When working with XML files, which I usually process with Powershell scripts, sometimes I stumble on the following error message:
Select-Xml : The file 'C:\data\lalala.xml' cannot be read: The input document has exceeded a limit set by MaxCharactersInDocument.
The problem here is that Powershell has a hard-coded limit to stop you from reading huge files. This limit is 536870912 bytes (0.5 Gb).
So what can you do if you need to process such a large file? C# to the rescue! You can add inline C# code that uses XmlTextReader, which is very fast.

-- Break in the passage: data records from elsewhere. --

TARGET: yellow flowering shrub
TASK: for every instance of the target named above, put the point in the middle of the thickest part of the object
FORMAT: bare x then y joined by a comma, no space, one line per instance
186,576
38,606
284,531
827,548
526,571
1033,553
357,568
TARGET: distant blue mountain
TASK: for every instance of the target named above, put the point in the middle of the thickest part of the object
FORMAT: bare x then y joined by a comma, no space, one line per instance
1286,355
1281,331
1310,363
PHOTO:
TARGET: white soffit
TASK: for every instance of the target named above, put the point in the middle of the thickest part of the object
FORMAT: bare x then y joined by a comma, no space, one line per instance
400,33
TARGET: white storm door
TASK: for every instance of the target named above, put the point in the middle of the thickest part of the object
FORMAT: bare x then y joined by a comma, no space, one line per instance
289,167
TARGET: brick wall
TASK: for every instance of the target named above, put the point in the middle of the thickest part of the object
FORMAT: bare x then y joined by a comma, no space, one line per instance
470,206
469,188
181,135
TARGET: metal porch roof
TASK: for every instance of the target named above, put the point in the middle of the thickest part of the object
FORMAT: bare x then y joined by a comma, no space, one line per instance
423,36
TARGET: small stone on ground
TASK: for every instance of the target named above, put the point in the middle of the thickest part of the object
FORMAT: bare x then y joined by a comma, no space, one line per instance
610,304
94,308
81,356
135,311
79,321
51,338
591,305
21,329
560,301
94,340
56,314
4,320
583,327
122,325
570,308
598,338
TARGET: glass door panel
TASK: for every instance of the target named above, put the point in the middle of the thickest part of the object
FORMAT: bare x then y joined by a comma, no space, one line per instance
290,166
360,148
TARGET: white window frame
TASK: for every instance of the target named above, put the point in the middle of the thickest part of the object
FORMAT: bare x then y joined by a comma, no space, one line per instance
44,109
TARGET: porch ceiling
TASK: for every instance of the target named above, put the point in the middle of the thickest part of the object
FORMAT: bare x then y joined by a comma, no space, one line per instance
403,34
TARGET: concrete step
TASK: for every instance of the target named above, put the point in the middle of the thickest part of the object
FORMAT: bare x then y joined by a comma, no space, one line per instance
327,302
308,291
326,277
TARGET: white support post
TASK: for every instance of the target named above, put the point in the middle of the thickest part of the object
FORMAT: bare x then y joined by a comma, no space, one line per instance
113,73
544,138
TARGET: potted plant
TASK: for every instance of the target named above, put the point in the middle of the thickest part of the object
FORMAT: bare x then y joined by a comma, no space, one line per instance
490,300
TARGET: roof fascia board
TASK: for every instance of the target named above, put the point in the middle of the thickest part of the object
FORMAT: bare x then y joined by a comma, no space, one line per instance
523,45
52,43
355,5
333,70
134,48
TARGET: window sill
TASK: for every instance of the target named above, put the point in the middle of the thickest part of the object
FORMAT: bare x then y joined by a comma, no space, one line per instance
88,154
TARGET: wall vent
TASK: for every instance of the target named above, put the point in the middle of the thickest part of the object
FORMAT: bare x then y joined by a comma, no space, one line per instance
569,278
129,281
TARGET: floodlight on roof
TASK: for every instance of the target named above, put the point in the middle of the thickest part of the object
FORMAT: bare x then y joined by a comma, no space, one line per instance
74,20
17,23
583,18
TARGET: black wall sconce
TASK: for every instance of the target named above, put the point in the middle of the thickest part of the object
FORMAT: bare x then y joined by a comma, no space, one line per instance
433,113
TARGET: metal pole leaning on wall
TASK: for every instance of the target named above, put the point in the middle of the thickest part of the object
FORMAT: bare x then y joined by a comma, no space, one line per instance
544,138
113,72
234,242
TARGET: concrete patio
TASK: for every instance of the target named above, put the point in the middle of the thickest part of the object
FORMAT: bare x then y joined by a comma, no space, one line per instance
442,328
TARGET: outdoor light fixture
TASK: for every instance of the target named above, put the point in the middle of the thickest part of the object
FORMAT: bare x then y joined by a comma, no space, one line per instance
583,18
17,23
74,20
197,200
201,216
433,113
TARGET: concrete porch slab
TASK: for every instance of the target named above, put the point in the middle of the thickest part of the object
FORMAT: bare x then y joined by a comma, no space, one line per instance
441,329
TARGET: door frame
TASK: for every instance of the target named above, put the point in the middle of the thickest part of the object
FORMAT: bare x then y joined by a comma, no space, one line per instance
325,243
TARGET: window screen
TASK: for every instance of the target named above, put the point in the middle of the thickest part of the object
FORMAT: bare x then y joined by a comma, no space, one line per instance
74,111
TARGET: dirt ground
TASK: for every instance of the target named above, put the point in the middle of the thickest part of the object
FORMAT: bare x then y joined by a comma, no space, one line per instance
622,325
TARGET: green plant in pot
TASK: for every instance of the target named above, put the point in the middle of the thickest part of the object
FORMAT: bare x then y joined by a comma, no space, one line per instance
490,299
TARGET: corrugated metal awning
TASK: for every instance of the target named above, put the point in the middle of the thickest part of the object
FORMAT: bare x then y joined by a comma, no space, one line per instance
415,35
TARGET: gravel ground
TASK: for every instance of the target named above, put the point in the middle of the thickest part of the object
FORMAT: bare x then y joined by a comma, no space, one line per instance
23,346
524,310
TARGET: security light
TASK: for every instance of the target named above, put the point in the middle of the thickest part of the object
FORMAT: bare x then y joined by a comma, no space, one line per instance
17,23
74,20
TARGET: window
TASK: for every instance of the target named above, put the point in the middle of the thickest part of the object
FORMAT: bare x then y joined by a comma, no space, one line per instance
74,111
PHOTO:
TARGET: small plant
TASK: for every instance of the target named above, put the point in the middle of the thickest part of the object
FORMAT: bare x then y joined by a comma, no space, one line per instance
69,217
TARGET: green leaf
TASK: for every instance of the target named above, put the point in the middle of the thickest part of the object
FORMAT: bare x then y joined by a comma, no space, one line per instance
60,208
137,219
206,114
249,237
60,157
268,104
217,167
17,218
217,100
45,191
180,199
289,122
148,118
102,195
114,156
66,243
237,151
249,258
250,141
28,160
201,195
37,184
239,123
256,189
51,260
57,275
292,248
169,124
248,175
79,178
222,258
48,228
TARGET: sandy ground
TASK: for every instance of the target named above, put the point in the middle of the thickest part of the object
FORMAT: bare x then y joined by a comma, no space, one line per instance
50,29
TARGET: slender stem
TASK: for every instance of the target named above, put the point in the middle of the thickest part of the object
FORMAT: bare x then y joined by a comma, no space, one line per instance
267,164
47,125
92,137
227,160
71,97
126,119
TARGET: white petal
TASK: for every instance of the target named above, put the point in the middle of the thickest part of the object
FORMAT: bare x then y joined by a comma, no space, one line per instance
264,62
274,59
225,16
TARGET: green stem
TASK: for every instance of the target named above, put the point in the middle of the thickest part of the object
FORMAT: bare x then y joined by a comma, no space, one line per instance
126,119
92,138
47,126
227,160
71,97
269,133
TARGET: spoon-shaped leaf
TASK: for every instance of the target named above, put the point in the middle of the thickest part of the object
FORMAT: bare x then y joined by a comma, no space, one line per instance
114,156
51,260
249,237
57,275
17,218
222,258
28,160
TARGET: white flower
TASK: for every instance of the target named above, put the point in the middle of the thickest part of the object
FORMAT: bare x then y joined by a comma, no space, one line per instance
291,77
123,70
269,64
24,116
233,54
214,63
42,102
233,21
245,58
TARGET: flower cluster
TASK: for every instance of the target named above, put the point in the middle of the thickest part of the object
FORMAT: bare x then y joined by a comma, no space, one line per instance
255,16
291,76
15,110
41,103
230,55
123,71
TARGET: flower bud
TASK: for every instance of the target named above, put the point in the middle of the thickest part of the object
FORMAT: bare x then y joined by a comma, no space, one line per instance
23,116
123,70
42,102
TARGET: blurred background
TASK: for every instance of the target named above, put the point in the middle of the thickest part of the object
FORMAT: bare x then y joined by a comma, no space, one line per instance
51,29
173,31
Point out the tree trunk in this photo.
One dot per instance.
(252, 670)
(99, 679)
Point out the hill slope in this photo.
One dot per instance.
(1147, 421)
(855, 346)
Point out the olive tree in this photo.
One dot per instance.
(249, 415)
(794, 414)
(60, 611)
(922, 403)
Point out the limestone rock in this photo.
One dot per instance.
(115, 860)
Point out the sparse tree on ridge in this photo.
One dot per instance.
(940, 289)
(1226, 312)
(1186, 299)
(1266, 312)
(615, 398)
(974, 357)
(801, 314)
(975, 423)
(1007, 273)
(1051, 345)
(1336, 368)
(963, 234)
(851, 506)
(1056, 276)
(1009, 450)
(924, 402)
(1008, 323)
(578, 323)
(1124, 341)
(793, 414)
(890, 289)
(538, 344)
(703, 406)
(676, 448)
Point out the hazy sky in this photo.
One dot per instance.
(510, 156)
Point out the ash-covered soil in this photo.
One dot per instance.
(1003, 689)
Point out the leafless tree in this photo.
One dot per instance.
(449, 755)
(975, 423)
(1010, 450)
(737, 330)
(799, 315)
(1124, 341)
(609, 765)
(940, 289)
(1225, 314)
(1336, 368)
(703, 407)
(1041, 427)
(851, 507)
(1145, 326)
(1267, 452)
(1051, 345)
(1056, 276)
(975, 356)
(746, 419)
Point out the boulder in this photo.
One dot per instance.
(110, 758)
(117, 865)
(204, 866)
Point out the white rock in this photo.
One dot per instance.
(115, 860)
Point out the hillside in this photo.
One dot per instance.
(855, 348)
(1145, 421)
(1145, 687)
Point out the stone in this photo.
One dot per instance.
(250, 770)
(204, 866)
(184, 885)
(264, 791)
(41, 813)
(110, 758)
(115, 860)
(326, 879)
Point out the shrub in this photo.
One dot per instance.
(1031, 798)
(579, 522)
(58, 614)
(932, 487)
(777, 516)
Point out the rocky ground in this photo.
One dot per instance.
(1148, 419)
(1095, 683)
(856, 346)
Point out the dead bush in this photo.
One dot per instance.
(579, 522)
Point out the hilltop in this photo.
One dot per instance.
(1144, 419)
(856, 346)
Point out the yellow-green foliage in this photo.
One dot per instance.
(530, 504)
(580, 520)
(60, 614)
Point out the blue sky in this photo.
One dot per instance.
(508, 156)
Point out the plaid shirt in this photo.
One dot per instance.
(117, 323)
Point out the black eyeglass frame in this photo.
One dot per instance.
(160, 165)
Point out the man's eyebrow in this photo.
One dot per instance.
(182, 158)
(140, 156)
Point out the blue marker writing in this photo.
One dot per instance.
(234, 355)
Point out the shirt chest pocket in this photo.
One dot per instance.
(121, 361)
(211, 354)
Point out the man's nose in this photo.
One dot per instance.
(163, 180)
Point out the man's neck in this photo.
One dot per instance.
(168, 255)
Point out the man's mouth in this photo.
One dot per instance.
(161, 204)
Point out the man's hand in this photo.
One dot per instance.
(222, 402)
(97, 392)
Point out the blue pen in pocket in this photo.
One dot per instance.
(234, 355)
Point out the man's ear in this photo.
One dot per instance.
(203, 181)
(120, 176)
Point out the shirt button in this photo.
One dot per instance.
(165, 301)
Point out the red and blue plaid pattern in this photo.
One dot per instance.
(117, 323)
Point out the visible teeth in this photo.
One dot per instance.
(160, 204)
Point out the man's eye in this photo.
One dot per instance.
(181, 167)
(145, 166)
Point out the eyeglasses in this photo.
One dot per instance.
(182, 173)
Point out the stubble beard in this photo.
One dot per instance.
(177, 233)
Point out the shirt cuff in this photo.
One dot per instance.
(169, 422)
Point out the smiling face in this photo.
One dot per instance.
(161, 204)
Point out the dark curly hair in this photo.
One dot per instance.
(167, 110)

The specific problem I had to solve is to get all the IDs from several XML files and create SQL out of them. Then I used this SQL to create a temp table in my SQL server, like this:
SELECT t.* INTO #documentids FROM (
SELECT 'e29e16f9-f77e-4dce-92e0-99fef71c868d' AS id UNION ALL
SELECT '0cd0fef5-0037-492e-861f-593f7322c2a3' AS id UNION ALL
SELECT 'e963a4da-2a60-43f1-b4d4-9b07b9d07d57' AS id UNION ALL
-- <all the stuff created by powershell>
SELECT 'ca70d7b7-40c8-418d-8612-42fe2fd5bf28' AS id
) t
But of course you can easily customize the code to meet your needs.
I tested with an 1.76 Gb XML on my dev laptop. It took 19.6 seconds. Not bad 🙂
Here’s the code I used:
#
# Source: DotJim blog (http://dandraka.com)
# Jim Andrakakis, January 2020
#
Clear-Host
$ErrorActionPreference='Stop'
$referencingassemblies = ("System.XML.dll")
Add-Type -ReferencedAssemblies $referencingassemblies -Language CSharp @"
using System;
using System.IO;
using System.Xml;
using System.Collections.Generic;
namespace DotJim.Powershell
{
public static class Xml
{
public static List<string> GetAttributes(string fileName, string localName, string template)
{
var list = new List<string>();
XmlTextReader txtreaderObj = new XmlTextReader(fileName);
txtreaderObj.WhitespaceHandling = WhitespaceHandling.None;
while (txtreaderObj.Read())
{
if (txtreaderObj.LocalName.Equals(localName) &&
txtreaderObj.IsStartElement())
{
txtreaderObj.Read();
//Console.WriteLine(txtreaderObj.Value);
string s = txtreaderObj.Value;
string line = string.Format(template, s);
list.Add(line);
}
}
return list;
}
}
}
"@;
# Here I'm trying to create a big SELECT sql statement out of all the IDs in the xml
$template = "SELECT '{0}' AS id UNION ALL"
$fileList = @("C:\data\printdata1.xml", "C:\data\printdata1.xml")
$StartDate=(Get-Date)
foreach($fileName in $fileList)
{
$list = [DotJim.Powershell.Xml]::GetAttributes($fileName, "DocumentId", $template)
$list[$list.Count-1] = $list[$list.Count-1].Replace("UNION ALL", "")
Out-File -FilePath $fileName.Replace(".xml", ".sql") -InputObject $list
}
$EndDate=(Get-Date)
$timeDiff = New-TimeSpan –Start $StartDate –End $EndDate
Write-Host "Finished processing $($fileList.Count) files in $($timeDiff.TotalSeconds) seconds"
Have fun coding!
Nice one.